Pregnancy And Lactation
Limited available data are not sufficient to determine whether the use of tocilizumab during human pregnancy is associated with risk for major birth defects or miscarriage. Based on animal data, there may be a potential risk to the fetus. In animal reproduction studies, intravenous administration of tocilizumab to Cynomolgus monkeys during organogenesis resulted in abortion/embryo-fetal death at doses 1.25-times or more of the maximum recommended human dose (MRHD). Monoclonal antibodies, like tocilizumab, are increasingly transported across the placenta as pregnancy progresses, with the largest amount transferred during the third trimester. This may affect the immune response in the in utero exposed infant; consider risks and benefits before administering live or live-attenuated vaccines to neonates or infants exposed to tocilizumab in utero.[38283] Due to limited data during pregnancy, guidelines state that tocilizumab should be replaced before conception by another medication, if possible.

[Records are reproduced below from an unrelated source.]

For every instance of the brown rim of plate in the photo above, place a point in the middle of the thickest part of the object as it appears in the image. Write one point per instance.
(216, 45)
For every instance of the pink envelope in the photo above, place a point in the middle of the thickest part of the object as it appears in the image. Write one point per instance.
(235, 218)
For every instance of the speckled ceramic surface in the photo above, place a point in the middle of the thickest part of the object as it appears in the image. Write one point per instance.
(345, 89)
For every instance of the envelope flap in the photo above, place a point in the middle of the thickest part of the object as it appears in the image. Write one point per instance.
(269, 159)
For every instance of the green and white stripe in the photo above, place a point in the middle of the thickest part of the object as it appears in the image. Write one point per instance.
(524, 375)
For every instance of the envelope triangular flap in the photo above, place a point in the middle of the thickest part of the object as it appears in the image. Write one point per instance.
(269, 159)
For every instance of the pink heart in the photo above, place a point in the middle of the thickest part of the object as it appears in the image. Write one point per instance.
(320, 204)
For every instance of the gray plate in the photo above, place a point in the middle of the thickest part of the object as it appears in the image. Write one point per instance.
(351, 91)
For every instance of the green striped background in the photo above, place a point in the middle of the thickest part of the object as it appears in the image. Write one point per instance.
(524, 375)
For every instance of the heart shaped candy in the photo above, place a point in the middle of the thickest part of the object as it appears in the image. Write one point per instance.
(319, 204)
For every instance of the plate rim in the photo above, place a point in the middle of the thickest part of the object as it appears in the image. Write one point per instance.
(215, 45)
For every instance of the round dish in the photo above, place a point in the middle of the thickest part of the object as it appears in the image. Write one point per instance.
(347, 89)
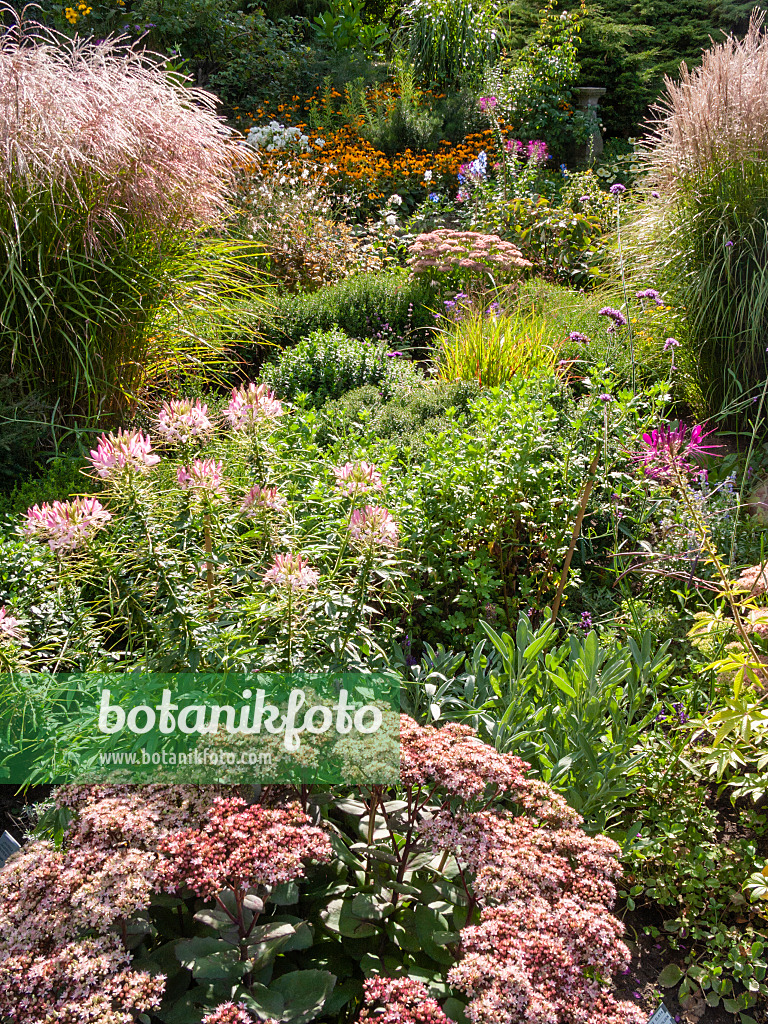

The drug should be used during pregnancy only when no other pregnancy-compatible drug can effectively control the maternal disease.[62180] For COVID-19, the National Institutes of Health (NIH) states that the decision to administer tocilizumab to a pregnant patient must be shared between the patient and their healthcare providers, and that potential maternal benefit and fetal risks must be considered. Tocilizumab may affect labor and obstetric delivery. Inhibition of IL-6 signaling may interfere with cervical ripening and dilatation and myometrial contractile activity, leading to potential delays in parturition. There is a pregnancy exposure registry that monitors outcomes in pregnant patients exposed to tocilizumab; information about the registry can be obtained at mothertobaby.org/ongoing-study/actemra/ or by calling 1-877-311-8972.[38283]